転生したら乙女ゲームのラスボスだった 〜愛する妹のためにラスボスポジション返上します〜
◇
「大丈夫だ、籠は落ちてない、使える……!」
俺は貨物用エレベーターの荷台の状態を確認し、声を上げた。
すると、水車の方からロイドもこちらに向かって叫ぶ。
「水路も水車も無事だよ! 繋ぎも大丈夫そう!」
「そうか! 良かった!」
もしかしたら、さっきの揺れで荷台が脱落している可能性もあった。
水車の方も、水路に亀裂が入り使えないことも有り得た。
だが、実際はどちらも無事。これなら地下に降りられる。
なお、貨物用エレベーターだからだろうか。エレベーター内側に操作盤はなく、操作はエレベーター外側にあるレバーで行うようだ。

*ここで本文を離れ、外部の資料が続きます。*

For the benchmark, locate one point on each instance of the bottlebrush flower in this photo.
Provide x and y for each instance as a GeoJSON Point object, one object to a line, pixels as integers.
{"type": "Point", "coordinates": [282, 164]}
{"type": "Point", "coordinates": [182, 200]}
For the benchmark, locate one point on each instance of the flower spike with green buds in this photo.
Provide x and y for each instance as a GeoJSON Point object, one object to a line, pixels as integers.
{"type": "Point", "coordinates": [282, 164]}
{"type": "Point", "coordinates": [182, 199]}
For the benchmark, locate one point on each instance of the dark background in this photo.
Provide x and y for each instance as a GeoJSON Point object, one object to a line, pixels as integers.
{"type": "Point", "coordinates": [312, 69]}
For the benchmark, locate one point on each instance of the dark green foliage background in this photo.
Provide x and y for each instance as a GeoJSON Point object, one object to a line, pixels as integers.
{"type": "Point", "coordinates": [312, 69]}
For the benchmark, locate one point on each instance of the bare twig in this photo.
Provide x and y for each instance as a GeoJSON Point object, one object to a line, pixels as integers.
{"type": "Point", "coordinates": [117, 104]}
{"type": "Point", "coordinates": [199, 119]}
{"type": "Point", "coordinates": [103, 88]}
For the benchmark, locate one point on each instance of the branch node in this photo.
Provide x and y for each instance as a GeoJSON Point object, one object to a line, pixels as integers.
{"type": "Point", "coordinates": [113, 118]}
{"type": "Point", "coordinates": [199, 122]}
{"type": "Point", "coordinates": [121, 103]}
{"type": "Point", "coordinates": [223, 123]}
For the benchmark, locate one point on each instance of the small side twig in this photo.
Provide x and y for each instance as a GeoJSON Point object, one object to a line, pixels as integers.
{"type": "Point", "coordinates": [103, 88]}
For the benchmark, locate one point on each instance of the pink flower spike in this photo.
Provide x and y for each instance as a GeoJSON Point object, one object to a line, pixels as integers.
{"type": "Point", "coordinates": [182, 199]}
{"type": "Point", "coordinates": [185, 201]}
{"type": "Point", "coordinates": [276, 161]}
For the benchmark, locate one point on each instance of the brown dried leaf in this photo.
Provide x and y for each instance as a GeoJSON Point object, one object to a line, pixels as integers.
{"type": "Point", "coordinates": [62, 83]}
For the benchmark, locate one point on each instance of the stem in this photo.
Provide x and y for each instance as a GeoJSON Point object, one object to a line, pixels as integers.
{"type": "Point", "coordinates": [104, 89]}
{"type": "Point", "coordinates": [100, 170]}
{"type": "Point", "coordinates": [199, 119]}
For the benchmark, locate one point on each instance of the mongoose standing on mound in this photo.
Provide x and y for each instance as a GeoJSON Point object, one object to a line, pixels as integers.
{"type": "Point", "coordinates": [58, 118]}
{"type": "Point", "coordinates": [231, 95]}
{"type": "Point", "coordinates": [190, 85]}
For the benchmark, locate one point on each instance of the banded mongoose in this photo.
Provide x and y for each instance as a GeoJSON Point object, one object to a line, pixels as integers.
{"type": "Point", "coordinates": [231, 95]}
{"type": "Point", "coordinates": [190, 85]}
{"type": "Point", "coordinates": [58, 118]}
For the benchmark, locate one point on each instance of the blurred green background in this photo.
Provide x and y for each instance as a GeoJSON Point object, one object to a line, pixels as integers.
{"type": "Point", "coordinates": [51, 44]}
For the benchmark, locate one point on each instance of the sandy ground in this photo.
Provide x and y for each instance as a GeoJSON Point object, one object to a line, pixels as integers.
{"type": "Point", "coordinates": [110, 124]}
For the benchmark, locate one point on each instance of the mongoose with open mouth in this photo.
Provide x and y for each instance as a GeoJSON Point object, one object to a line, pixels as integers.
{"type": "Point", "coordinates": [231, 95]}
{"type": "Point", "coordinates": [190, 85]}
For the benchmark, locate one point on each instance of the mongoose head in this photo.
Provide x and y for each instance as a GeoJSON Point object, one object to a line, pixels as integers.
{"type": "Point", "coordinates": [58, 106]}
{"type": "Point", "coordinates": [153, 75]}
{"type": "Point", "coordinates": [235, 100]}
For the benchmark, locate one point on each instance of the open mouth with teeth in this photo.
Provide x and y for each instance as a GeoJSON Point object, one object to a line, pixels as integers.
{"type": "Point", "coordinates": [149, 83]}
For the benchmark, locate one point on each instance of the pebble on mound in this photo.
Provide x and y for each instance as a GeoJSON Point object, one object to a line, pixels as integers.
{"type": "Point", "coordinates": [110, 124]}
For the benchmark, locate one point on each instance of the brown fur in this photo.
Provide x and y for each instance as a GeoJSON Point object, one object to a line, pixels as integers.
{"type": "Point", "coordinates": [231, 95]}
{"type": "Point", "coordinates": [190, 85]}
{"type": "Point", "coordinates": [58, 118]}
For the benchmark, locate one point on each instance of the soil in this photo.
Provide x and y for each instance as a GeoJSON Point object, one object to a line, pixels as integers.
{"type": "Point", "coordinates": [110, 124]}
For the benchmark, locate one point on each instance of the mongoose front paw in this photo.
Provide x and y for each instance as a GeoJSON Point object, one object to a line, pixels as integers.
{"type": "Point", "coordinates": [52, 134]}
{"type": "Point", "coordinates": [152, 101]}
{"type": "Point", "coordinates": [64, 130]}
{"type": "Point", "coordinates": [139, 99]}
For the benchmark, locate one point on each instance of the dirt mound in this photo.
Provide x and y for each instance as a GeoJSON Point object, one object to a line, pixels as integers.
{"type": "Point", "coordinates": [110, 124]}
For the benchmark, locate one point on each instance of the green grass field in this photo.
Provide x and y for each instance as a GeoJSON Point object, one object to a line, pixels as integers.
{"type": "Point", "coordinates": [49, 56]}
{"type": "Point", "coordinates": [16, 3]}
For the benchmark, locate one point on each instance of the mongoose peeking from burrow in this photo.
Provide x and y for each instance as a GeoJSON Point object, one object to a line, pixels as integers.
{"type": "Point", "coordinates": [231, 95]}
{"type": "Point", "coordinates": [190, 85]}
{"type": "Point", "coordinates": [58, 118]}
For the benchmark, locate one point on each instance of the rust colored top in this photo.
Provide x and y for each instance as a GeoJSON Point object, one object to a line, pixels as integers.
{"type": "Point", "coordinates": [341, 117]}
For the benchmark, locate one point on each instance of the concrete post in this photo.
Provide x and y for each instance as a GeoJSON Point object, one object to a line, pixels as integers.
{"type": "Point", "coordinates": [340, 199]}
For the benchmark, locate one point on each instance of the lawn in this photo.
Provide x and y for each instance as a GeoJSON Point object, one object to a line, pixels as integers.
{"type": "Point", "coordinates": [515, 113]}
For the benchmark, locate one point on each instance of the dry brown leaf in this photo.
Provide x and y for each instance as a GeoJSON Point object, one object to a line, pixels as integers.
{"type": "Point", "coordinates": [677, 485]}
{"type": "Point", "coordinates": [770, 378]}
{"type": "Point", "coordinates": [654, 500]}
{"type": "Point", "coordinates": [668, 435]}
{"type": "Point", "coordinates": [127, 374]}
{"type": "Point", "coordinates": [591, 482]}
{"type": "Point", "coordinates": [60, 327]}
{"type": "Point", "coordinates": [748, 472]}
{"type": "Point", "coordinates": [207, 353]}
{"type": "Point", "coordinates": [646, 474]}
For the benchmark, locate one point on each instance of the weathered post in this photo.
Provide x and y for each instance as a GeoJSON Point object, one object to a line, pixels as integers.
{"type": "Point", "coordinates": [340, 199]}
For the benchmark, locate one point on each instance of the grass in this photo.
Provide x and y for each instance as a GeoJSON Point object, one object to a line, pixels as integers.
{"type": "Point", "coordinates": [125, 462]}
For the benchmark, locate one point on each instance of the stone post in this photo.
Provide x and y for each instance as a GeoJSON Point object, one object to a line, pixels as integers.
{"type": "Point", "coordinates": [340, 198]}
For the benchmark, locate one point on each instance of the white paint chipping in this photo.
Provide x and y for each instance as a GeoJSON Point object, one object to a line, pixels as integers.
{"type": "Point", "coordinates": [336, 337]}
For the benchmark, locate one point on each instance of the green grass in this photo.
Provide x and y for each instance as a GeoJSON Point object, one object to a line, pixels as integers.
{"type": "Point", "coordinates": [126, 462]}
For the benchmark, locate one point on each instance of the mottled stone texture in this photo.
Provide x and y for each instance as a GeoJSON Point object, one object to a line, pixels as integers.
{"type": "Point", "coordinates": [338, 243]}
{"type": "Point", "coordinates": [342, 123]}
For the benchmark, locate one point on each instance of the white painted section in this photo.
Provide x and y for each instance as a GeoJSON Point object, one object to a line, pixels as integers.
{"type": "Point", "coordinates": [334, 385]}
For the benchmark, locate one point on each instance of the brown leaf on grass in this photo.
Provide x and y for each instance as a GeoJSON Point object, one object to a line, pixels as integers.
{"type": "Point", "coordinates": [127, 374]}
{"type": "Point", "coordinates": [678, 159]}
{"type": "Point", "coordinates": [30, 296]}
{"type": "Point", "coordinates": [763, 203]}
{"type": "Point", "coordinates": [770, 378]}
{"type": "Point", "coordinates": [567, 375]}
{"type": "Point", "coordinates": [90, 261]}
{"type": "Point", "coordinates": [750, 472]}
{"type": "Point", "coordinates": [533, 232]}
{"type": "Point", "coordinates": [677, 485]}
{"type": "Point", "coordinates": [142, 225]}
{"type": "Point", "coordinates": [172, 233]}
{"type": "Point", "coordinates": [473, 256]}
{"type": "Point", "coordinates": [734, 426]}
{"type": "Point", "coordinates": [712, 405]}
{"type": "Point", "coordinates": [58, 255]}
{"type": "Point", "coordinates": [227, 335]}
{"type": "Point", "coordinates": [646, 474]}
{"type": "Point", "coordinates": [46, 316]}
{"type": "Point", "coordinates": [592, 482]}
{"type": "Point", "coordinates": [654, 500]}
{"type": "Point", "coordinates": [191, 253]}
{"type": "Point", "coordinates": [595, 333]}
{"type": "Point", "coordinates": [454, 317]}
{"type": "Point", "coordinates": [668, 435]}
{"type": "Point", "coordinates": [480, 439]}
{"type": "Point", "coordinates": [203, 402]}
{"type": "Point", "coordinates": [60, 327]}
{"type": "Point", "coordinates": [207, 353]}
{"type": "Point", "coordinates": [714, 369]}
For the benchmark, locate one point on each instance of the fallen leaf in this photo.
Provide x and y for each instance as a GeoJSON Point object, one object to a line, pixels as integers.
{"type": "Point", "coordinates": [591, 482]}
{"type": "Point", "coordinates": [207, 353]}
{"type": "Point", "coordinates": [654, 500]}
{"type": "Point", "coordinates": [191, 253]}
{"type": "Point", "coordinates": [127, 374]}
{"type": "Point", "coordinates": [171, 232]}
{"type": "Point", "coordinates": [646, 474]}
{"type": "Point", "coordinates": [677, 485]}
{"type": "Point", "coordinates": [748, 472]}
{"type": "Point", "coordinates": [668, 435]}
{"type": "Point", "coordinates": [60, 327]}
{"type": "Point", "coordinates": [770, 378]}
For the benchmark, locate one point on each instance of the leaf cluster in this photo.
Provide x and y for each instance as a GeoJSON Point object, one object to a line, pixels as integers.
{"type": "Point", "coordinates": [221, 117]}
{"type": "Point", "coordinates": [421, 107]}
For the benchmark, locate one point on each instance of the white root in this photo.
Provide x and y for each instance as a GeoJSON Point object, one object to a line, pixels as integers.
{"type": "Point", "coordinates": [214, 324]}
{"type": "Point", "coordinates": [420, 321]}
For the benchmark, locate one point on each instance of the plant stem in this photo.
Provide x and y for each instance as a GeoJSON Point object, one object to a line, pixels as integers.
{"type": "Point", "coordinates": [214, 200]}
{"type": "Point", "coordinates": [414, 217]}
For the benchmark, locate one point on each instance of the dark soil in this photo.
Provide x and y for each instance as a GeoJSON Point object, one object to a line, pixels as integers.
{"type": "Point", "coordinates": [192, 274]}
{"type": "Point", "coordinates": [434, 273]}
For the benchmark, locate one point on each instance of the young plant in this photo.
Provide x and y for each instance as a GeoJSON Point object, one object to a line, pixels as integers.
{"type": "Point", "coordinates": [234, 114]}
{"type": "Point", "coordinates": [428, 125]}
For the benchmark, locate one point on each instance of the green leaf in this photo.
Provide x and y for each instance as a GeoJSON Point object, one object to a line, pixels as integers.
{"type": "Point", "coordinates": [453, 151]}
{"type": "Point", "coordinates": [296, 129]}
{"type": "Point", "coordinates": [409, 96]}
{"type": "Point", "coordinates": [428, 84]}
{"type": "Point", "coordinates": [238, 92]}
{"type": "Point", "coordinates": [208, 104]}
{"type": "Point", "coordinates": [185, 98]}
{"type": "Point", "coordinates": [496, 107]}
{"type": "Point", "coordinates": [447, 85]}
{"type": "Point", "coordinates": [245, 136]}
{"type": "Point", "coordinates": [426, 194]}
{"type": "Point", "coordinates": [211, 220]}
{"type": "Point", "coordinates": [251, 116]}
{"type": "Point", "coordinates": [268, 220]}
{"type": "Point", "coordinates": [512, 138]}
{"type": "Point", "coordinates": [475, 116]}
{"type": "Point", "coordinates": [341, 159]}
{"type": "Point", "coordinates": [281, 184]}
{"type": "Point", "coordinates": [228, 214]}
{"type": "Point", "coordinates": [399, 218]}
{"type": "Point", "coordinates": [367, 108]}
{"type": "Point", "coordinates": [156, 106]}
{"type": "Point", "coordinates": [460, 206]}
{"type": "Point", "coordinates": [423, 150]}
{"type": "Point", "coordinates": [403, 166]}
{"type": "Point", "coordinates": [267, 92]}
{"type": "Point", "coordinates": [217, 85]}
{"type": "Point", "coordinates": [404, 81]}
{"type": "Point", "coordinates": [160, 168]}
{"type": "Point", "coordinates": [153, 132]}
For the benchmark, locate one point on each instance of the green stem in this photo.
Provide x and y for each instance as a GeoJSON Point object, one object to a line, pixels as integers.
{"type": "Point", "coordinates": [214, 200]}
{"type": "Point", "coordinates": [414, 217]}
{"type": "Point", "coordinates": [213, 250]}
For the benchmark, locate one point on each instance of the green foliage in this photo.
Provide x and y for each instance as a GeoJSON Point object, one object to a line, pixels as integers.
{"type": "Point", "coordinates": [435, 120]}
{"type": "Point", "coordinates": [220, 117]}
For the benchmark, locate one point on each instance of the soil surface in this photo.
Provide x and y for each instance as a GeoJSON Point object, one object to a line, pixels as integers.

レバーは自動車のシフトレバーのようになっていて、一階から地下五階まで切り替えられるようになっている。
「よし、俺はエレベーターに乗るから、ロイドはレバーを操作してほしい」
俺はロイドに指示をする。――が、ロイドは頷かない。
「え、何言ってるの? 僕も一緒に降りるに決まってるでしょ」
「いや、でもな、操作は外側からしかできないんだ。一人はここに残らないといけないだろ」
「えー、そんなのやだよ。僕も一緒に行く。そもそも、ろくに歩けもしない君が一人で降りたところで、魔物に食べられて死んじゃうだけだよ?」
ロイドは続ける。
「っていうかこのエレベーター、籠自体には屋根がないし、レバーを操作してからでも十分飛び乗れると思う」
「……!」
――確かに、その手があった!
俺はロイドの意見に賛同し、エレベーターに乗り込んだ。